En el tablero de ajedrez, en lucha encarnizada, donde las piezas danzan, la estrategia enlazada. Surgen astutos maestros, astucia en su mirada, los asesinos del tablero, su partida iniciada.
Reinas y peones, en danza letal, movimientos calculados, en el juego real. El alfil se desliza, la torre avanza, maestros de la táctica, en su mente la balanza.
El rey en su trono, vulnerable y expuesto, un blanco deseado, por el astuto opuesto. El caballo salta, el peón avanza, los asesinos del tablero, trazan su danza.
En sombras se ocultan, en la mente maestra, cerebros afilados, estrategia diestra. Con ajedrez de guerra, conquistan el espacio, los asesinos del tablero, en su arte abstracto.
En el enroque, se esconde el monarca, pero los astutos asesinos no dan marcha. Con maestría y astucia, avanzan con destreza, cosechan victorias, en esta guerra indefesa.
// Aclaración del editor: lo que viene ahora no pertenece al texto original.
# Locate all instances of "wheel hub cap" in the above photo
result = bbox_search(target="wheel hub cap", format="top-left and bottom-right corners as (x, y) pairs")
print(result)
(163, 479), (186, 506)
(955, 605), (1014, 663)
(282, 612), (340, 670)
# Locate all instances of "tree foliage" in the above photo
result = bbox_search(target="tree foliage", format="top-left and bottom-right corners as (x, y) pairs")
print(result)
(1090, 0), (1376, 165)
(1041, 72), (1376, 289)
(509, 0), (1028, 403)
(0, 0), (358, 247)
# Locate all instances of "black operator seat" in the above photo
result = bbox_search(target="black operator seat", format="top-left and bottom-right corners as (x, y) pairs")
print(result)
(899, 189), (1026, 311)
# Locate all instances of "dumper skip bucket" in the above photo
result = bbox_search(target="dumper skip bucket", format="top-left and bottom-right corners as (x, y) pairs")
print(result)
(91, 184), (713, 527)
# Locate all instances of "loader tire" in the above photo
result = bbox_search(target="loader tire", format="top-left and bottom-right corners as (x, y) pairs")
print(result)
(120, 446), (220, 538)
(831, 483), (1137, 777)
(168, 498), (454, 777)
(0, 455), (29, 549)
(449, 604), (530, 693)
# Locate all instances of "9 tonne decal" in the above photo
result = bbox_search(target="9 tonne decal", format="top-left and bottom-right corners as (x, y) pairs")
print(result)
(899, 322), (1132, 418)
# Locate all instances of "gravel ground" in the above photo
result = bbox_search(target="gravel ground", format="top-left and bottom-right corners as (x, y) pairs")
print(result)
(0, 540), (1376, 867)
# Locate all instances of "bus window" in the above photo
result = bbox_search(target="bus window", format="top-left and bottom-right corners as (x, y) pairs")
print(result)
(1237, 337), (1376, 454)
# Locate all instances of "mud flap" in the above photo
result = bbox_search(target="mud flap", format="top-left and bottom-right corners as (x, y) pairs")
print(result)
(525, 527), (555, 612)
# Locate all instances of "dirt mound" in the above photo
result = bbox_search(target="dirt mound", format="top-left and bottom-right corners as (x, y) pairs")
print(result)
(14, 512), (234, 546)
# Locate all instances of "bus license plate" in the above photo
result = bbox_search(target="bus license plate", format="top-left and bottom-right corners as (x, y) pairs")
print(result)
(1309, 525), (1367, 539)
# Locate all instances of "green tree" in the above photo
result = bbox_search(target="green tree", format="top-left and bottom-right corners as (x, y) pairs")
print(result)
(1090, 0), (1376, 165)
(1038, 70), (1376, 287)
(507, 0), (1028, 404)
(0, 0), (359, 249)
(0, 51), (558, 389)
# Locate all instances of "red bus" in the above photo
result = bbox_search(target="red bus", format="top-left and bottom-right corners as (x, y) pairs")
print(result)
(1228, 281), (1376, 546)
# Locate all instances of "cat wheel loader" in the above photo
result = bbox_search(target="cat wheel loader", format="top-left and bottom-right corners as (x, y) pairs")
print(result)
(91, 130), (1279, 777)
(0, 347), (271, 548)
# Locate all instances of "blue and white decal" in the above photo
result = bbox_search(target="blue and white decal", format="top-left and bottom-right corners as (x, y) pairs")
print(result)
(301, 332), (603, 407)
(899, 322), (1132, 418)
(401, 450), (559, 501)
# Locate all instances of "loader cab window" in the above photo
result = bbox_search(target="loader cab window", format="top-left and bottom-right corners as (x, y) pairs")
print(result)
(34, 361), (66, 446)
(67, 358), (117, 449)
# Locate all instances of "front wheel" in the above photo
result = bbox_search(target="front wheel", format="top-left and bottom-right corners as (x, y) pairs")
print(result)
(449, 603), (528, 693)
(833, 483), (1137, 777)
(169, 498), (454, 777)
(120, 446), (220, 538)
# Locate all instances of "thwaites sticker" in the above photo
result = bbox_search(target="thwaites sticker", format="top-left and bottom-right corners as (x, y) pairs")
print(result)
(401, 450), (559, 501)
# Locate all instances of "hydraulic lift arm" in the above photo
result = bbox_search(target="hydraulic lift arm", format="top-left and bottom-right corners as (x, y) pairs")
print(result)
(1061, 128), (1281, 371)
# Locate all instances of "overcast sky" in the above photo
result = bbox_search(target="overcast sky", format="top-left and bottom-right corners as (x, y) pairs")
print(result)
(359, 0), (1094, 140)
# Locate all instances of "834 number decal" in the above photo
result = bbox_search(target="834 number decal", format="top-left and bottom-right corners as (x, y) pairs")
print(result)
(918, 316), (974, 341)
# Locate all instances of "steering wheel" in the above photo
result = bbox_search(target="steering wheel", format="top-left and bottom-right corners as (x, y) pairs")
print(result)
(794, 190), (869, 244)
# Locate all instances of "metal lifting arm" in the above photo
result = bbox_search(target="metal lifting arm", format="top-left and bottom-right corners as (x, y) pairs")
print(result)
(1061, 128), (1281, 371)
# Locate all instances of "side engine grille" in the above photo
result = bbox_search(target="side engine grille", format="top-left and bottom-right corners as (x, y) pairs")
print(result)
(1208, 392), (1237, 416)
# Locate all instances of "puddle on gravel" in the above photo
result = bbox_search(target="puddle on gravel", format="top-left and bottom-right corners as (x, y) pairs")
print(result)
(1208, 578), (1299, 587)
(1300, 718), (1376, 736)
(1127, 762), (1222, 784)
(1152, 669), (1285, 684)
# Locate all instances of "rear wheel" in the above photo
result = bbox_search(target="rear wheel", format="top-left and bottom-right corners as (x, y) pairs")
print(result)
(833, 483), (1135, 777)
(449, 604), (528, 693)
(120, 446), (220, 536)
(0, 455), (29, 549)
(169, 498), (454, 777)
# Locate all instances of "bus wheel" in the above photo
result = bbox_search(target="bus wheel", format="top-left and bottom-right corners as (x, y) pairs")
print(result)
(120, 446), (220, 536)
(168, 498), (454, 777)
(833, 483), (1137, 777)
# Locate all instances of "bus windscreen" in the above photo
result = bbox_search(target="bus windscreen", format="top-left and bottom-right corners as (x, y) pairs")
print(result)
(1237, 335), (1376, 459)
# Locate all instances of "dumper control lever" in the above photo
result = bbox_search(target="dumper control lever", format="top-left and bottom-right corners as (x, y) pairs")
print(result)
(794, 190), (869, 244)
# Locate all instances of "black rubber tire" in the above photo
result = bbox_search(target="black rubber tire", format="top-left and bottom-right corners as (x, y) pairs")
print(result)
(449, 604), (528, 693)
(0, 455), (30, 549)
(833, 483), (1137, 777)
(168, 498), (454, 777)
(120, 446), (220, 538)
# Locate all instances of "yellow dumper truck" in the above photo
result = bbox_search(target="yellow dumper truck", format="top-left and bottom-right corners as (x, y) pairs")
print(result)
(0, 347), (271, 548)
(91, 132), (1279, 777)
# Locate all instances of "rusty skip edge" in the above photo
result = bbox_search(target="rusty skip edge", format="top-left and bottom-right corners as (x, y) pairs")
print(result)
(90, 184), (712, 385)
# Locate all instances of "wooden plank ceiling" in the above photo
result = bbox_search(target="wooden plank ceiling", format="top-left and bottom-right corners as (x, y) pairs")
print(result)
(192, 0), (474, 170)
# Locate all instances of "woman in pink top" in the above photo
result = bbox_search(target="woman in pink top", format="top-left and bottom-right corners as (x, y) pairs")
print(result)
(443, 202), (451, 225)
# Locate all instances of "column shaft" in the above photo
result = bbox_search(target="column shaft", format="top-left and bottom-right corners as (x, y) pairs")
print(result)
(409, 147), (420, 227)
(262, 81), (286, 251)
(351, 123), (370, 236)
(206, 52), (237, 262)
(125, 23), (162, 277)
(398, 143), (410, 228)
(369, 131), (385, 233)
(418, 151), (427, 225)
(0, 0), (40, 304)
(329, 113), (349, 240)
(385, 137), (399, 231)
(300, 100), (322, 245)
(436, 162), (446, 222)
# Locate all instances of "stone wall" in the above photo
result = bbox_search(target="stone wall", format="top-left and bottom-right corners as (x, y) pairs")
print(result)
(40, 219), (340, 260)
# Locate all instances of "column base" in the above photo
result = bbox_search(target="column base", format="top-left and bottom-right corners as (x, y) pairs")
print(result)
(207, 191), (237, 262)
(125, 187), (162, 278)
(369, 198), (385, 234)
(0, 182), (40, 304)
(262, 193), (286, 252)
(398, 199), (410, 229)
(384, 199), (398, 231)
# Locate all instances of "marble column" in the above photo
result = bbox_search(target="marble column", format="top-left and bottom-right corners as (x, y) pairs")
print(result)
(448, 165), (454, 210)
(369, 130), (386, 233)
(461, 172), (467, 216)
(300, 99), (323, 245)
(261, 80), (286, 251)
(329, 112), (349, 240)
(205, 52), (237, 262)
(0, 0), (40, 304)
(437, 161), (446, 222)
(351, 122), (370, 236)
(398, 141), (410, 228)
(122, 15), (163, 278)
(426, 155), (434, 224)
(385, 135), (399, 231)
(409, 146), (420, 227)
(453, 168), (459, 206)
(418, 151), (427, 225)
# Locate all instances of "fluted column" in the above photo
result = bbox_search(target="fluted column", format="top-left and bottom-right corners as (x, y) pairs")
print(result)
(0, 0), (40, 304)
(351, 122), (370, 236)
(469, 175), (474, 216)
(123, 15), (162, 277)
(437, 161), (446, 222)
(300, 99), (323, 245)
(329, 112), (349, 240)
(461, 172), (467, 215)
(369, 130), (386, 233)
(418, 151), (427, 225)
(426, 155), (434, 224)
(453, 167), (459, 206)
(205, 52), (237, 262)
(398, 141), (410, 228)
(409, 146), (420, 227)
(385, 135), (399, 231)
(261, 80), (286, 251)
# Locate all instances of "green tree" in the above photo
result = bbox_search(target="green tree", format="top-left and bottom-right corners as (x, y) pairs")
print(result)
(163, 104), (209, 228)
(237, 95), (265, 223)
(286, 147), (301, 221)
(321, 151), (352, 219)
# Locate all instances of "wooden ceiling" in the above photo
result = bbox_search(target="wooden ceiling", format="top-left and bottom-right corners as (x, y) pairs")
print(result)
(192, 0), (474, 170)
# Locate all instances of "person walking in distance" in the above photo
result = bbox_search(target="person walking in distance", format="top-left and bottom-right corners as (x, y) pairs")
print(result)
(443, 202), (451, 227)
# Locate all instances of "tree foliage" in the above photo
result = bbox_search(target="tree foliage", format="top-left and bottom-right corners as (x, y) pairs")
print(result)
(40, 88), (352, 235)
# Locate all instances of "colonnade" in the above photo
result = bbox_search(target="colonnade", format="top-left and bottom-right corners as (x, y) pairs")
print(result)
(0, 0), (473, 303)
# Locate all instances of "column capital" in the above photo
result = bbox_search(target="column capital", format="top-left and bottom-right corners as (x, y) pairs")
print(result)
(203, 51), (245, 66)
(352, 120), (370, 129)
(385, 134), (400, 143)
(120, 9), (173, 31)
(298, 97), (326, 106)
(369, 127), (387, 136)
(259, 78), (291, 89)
Y así, en el tablero, se escribe la historia, con movimientos certeros, en toda su gloria. Los asesinos del tablero, con sus mentes de acero, en cada partida, un duelo sincero.
En el juego eterno, donde el intelecto se expone, los asesinos del tablero, en su arte entrelazado y pionero. Que la partida continúe, en este duelo inmortal, en el tablero de ajedrez, donde el ingenio es fatal.